The Citizen (Gauteng)

ANC poll battles bad for SA

The ANC fails to realise that electing its own office bearers two years before national elections has a very detrimenta­l effect on service delivery.

- Sydney Majoko

The ruling ANC is in full electionee­ring mode. To an outsider this might seem very strange considerin­g that national elections are about two years away, in 2024.

But this period of internal battles, mudslingin­g, innuendo and even slander has become the norm in ANC internal election battles.

Why do these internal battles concern SA citizens? Because for the past three decades it has been these battles that have determined who the country’s leaders are.

It is not surprising that Minister Lindiwe Sisulu has thrown her weight behind the lingering rumours that the formation of the Congress of the People (Cope), the ruling party breakaway which was formed when former president Thabo Mbeki was recalled from the country’s highest office, was spearheade­d by high-ranking party officials like former finance minister Trevor Manuel.

Sisulu has called for an investigat­ion into the allegation­s and this has already resulted in the former finance minister issuing a warning that he needs journalist Dr JJ Tabane to withdraw the allegation­s or be sued.

Why does it matter who formed Cope? Because that would show the duplicity of the current ruling faction, led by President Cyril Ramaphosa.
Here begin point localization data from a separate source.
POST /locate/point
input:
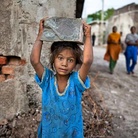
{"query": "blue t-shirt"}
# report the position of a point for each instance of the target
(61, 112)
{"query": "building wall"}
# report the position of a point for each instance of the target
(19, 25)
(124, 18)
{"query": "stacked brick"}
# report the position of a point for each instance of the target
(8, 65)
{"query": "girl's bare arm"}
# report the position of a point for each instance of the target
(87, 53)
(36, 52)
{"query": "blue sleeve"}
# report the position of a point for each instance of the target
(82, 86)
(45, 78)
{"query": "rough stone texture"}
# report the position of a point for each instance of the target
(19, 26)
(62, 29)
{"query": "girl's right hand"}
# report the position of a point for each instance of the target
(41, 26)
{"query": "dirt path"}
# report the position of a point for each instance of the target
(120, 93)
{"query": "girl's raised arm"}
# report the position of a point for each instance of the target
(36, 51)
(87, 53)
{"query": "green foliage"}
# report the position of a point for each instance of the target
(97, 15)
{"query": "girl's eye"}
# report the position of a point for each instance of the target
(60, 58)
(70, 60)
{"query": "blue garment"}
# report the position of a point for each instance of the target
(131, 54)
(61, 112)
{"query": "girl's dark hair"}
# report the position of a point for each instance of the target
(57, 47)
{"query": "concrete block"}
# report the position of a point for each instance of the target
(63, 29)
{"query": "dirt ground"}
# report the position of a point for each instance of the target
(119, 93)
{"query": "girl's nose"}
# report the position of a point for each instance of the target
(64, 63)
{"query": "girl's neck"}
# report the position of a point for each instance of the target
(62, 77)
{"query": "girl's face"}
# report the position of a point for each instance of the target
(65, 62)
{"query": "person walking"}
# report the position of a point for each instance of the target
(113, 49)
(131, 50)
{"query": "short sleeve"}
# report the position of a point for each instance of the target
(127, 38)
(45, 78)
(82, 86)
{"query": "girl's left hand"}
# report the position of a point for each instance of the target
(87, 29)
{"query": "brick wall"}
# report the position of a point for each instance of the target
(8, 65)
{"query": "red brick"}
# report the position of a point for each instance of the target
(10, 77)
(2, 77)
(14, 61)
(7, 70)
(3, 60)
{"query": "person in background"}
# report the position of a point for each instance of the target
(93, 39)
(131, 50)
(113, 49)
(62, 87)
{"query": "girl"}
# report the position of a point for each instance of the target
(62, 87)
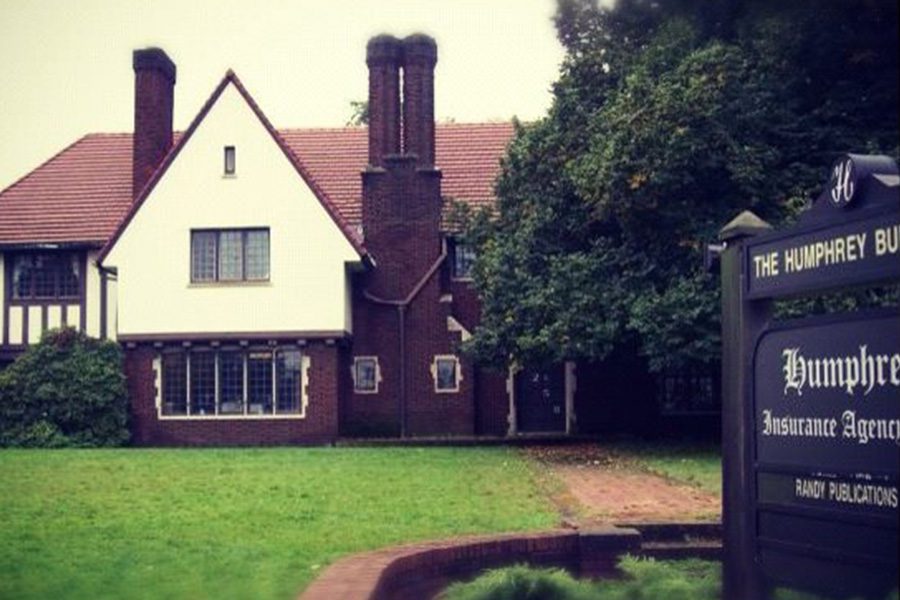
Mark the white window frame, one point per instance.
(354, 374)
(456, 245)
(434, 371)
(304, 385)
(230, 161)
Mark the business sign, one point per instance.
(817, 449)
(827, 430)
(841, 255)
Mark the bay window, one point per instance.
(46, 275)
(232, 382)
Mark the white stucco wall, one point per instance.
(307, 290)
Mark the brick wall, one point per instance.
(319, 427)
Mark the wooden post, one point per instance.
(742, 321)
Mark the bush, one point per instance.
(521, 583)
(645, 579)
(68, 390)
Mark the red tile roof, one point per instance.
(82, 194)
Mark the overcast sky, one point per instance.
(66, 67)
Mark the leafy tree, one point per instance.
(68, 390)
(668, 119)
(359, 115)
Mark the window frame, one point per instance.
(217, 277)
(186, 354)
(354, 370)
(59, 259)
(457, 373)
(456, 245)
(229, 152)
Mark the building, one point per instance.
(281, 286)
(274, 286)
So, it comes as no surprise that former president Jacob Zuma, who at 80 years of age should be enjoying his Sundays in retirement with his grandchild­ren, is hosting Twitter livestream­ed meetings with his supporters.

The urgent message that he had to get across? The ANC “has not made sense since 2017” which, coincident­ally, is the year his presidency of the ruling party ended.

It would appear he took all sense with him when he left.

But the biggest salvo he has to throw was “next time we need to talk about spies in the ANC, spies who have been elevated to positions of power in the ANC”.

There is nothing new in the allegation­s that the former president is making about spies in the ruling party. He has been threatenin­g to release some sort of damning informatio­n about some of his comrades even way before he became president.

There are no spies that will be revealed here. It is all just electionee­ring, making the Ramaphosa faction look bad because “it is in bed with white capital and is full of spies”.

It is not as though that faction isn’t fighting back. It is and has thus far managed to keep the biggest contenders for ANC leadership at bay through the step-aside resolution that says those facing criminal charges should not stand for office.

Suspended ANC secretary-general Ace Magashule and former health minister Zweli Mkhize have been kept somewhat quiet by the stepaside resolution­s. And even as they fight back to make themselves heard, they do so cautiously.

What the ANC has failed to realise over the years is that electing their own office bearers two years before national elections has a very detrimenta­l effect on service delivery.

They will spend 2022 calling each other spies and jostling for positions within the party, creating even more bitter and deeper factions within the party.

If the Ramaphosa renewal faction wins and he is re-elected president, they will spend 2023 forging some pretend unity to fight the national election the following year.

Ramaphosa and his supporters know that, should he lose the internal election race, he’ll spend 2023 fighting to stay in office for the remainder of his term.

The biggest losers are South African voters because for two years, service delivery takes a back seat to the internal fights.

The best thing that could happen is for the ruling party elections to happen the same year as the country’s national elections.